He agreed to go on this mission at the request of Emdre who he loves and respects. 
Other information: as a ranger shooting is his speciality. He will often attach himself to the eldar her trusts most if close combat becomes heavy he will use the pistol to shoot whilst keeping away from combat.


----------



## Lord Ramo (Apr 12, 2009)

we will start soon but i idealy want at least one more person to join. Will start saturday evening


----------



## BlackApostleVilhelm (May 14, 2008)

ill join, like DA bear with me cuz this is one of my first Eldar characters

Name: Manan Sher'Ka

Age: Unknown

Personality: Very quite but will speak up at odd times when no one expects it.
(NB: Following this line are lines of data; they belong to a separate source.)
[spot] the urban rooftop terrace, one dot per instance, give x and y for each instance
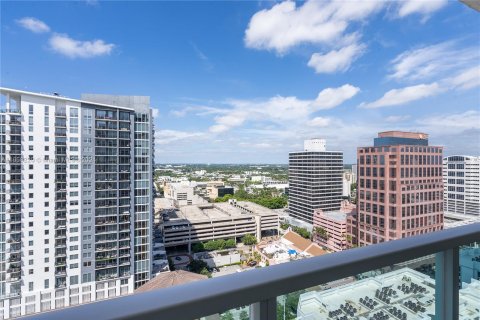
(260, 288)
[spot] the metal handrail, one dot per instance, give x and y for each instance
(202, 298)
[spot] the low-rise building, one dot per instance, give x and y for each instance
(217, 189)
(182, 193)
(219, 258)
(191, 224)
(331, 227)
(400, 294)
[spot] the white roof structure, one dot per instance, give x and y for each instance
(400, 292)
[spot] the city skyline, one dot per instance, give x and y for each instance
(223, 84)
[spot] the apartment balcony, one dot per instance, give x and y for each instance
(263, 289)
(102, 248)
(14, 270)
(13, 279)
(14, 258)
(13, 231)
(14, 122)
(105, 265)
(15, 249)
(60, 244)
(60, 263)
(60, 253)
(60, 273)
(104, 277)
(60, 216)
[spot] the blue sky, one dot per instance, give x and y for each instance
(247, 82)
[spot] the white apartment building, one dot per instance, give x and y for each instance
(75, 199)
(191, 224)
(314, 180)
(461, 181)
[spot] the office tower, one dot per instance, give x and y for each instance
(461, 180)
(315, 180)
(76, 201)
(400, 188)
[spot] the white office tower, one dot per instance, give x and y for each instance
(461, 182)
(315, 179)
(315, 145)
(75, 199)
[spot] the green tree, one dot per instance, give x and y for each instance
(197, 266)
(227, 316)
(284, 225)
(302, 232)
(249, 239)
(171, 265)
(244, 315)
(230, 243)
(198, 247)
(321, 232)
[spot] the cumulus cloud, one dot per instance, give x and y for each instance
(398, 118)
(404, 95)
(34, 25)
(451, 123)
(319, 122)
(169, 136)
(433, 60)
(424, 7)
(155, 113)
(336, 60)
(281, 109)
(198, 110)
(315, 22)
(63, 44)
(467, 79)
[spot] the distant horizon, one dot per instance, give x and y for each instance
(247, 82)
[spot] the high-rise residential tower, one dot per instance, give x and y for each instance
(400, 187)
(461, 180)
(314, 179)
(75, 199)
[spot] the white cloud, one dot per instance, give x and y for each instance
(336, 60)
(398, 118)
(169, 136)
(451, 123)
(280, 109)
(198, 110)
(34, 25)
(404, 95)
(72, 48)
(424, 7)
(155, 112)
(319, 122)
(467, 79)
(434, 60)
(315, 22)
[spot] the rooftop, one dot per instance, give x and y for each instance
(405, 290)
(403, 134)
(219, 210)
(169, 279)
(14, 93)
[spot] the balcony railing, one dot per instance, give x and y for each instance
(260, 288)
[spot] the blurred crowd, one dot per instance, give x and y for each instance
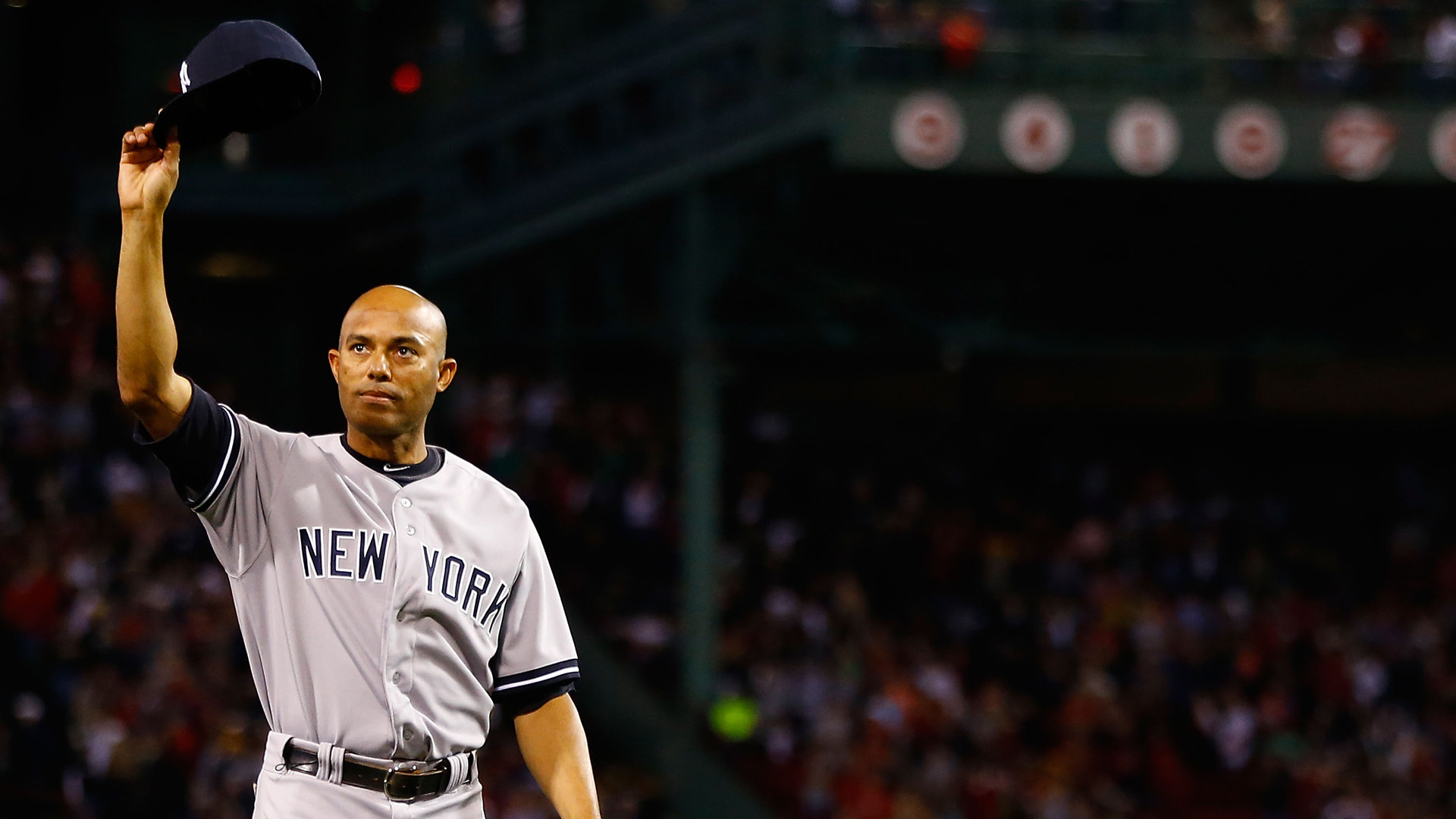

Rarely ever fights unless he absolutely has too, another issue that seems to stem from whatever happened in his past. He can be very friendly to other Eldar if given the chance but most choose to keep their distance because it unnerves them how it seems when he is looking at it is as if he is prying open and observing their souls.

Appearance: He is very tall as is with all Eldar and has snow white long hair to his mid-back. He looks old but his age is unknown to any who happen to know him, he prefers it this way. His skin is a pasty white and he is completely blind in both eyes which are cataracted white, he wears midnight black robes and minimal armor. 

Weapons: has no ranged weapons at all but carries a long sword covered in glowing red runes.

Backround: What little is known about Manan is that when he was young he was being primed and trained to join a Seer Council and later become a Farseer, the first was achieved but he has not told anyone if he had ever been a Farseer. It is obvious that something extremely tragic had happened to him a very long time ago which is why he chose exile over staying with the Ulthwe craftworld. He is, or was, apparently an extremely strong psychic but over time and lack of use most of his powers are weakened or gone with the exceptions of him being able to see perfectly with his mind what is around him and the ability to paralyze whoever he chooses for a few minutes.


----------



## Lord Ramo (Apr 12, 2009)

the action thread has started now. If more people want too join im sure i can tie them in somewhere.


----------